If the Mk2 beam is the same as a QSW, then wouldn't that be a great place to start building an AWD Mk2? Would it fit? I realize the gas tank and spare tire well would be in the way, but nothing a sawzall can't fix. This being said what is the rear Ring and Pinion ratio on a on a QSW ? I have an Audi TT 6sp. trans with Bevel box and a front to rear drive shaft burning a hole in my storage shed. I can get an 87 QSW for $400. You can see what I'm gettin at. If the QSW rear Diff and a TT Haldex have the same ratio I'm golden.


----------



## QuantumSyncro (Apr 28, 2000)

greengti81 said:


> If the Mk2 beam is the same as a QSW, then wouldn't that be a great place to start building an AWD Mk2? Would it fit? I realize the gas tank and spare tire well would be in the way, but nothing a sawzall can't fix. This being said what is the rear Ring and Pinion ratio on a on a QSW ? I have an Audi TT 6sp. trans with Bevel box and a front to rear drive shaft burning a hole in my storage shed. I can get an 87 QSW for $400. You can see what I'm gettin at. If the QSW rear Diff and a TT Haldex have the same ratio I'm golden.

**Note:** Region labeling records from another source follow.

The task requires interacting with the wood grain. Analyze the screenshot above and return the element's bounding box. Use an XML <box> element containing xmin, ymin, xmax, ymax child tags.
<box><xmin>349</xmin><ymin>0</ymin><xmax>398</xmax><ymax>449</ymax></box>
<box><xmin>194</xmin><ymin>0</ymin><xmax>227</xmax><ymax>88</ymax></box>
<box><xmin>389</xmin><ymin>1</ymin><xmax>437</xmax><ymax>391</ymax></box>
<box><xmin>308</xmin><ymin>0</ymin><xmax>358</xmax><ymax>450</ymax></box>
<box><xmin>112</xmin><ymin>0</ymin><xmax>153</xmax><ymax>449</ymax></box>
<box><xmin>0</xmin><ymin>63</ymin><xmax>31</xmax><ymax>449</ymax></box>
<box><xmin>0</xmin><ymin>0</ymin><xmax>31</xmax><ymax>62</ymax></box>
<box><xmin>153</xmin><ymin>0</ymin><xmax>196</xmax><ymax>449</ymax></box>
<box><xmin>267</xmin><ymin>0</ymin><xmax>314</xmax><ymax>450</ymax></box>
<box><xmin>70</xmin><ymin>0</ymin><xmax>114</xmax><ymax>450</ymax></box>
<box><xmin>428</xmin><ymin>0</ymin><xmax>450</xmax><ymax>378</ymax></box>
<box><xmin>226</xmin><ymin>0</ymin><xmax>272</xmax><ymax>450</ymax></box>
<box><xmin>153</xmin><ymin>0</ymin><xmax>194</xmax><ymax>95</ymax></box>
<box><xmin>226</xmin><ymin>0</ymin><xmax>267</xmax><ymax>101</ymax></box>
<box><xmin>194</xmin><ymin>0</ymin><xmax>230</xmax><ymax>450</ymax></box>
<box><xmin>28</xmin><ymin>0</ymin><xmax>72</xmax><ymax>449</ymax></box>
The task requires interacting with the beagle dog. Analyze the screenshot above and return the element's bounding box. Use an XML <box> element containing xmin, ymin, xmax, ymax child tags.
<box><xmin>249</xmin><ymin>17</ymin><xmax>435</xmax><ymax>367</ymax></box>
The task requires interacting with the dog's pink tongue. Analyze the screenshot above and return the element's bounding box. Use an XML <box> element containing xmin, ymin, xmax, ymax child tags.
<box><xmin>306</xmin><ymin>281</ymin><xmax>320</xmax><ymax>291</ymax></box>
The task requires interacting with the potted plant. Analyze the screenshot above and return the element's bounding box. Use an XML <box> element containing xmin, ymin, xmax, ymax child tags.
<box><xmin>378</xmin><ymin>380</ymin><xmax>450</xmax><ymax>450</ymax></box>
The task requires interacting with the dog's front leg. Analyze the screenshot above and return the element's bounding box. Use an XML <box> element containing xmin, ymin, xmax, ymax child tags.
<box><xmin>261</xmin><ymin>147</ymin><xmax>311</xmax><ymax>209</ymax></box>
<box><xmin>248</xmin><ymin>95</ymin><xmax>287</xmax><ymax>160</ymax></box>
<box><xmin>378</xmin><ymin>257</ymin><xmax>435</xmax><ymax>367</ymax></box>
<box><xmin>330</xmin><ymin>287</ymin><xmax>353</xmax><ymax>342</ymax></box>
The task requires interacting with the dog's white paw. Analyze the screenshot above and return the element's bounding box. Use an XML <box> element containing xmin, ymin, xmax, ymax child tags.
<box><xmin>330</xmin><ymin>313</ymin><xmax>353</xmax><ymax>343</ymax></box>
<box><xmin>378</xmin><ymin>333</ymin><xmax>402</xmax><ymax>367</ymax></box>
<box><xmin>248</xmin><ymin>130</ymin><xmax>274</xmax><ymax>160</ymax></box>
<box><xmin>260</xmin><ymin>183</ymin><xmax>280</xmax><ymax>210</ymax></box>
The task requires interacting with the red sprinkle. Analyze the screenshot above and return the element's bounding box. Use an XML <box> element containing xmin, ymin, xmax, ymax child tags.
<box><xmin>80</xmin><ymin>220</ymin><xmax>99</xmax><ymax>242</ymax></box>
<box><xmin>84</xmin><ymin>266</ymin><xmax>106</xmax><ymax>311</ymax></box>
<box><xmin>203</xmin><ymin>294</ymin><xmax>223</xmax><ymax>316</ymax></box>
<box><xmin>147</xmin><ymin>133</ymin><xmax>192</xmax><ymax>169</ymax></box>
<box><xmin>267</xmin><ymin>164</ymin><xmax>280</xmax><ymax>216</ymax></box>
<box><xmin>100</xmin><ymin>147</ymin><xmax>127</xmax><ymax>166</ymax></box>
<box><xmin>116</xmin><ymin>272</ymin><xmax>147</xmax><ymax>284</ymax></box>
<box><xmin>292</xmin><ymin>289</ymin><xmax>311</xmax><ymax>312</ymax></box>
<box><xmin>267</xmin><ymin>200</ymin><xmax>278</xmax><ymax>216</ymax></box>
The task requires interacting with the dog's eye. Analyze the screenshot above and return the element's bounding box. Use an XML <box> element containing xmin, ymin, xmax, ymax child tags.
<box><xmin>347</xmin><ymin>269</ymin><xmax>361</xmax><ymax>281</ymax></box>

Can't say that the rear beam axle in a Mk2 and the rear carrier from the QSW have the exact same width. Since the carrier was designed to bolt into the same points as the FWD Quantum we can by extension say that the forward mounts for the QSW carrier will have the same bolt pattern to the mounts.

You'll have to do extensive modification to the rear hatch area in order to attach the center mount for the carrier.

It's already been done....at the factory ala Golf Syncro (and Country) so best to start by looking at the undercarriage of those two models. You might also get some good info from the Passat Syncro B3 sold in Canada.

For the fuel tank you'll probably have to to get one from Europe.

steve


----------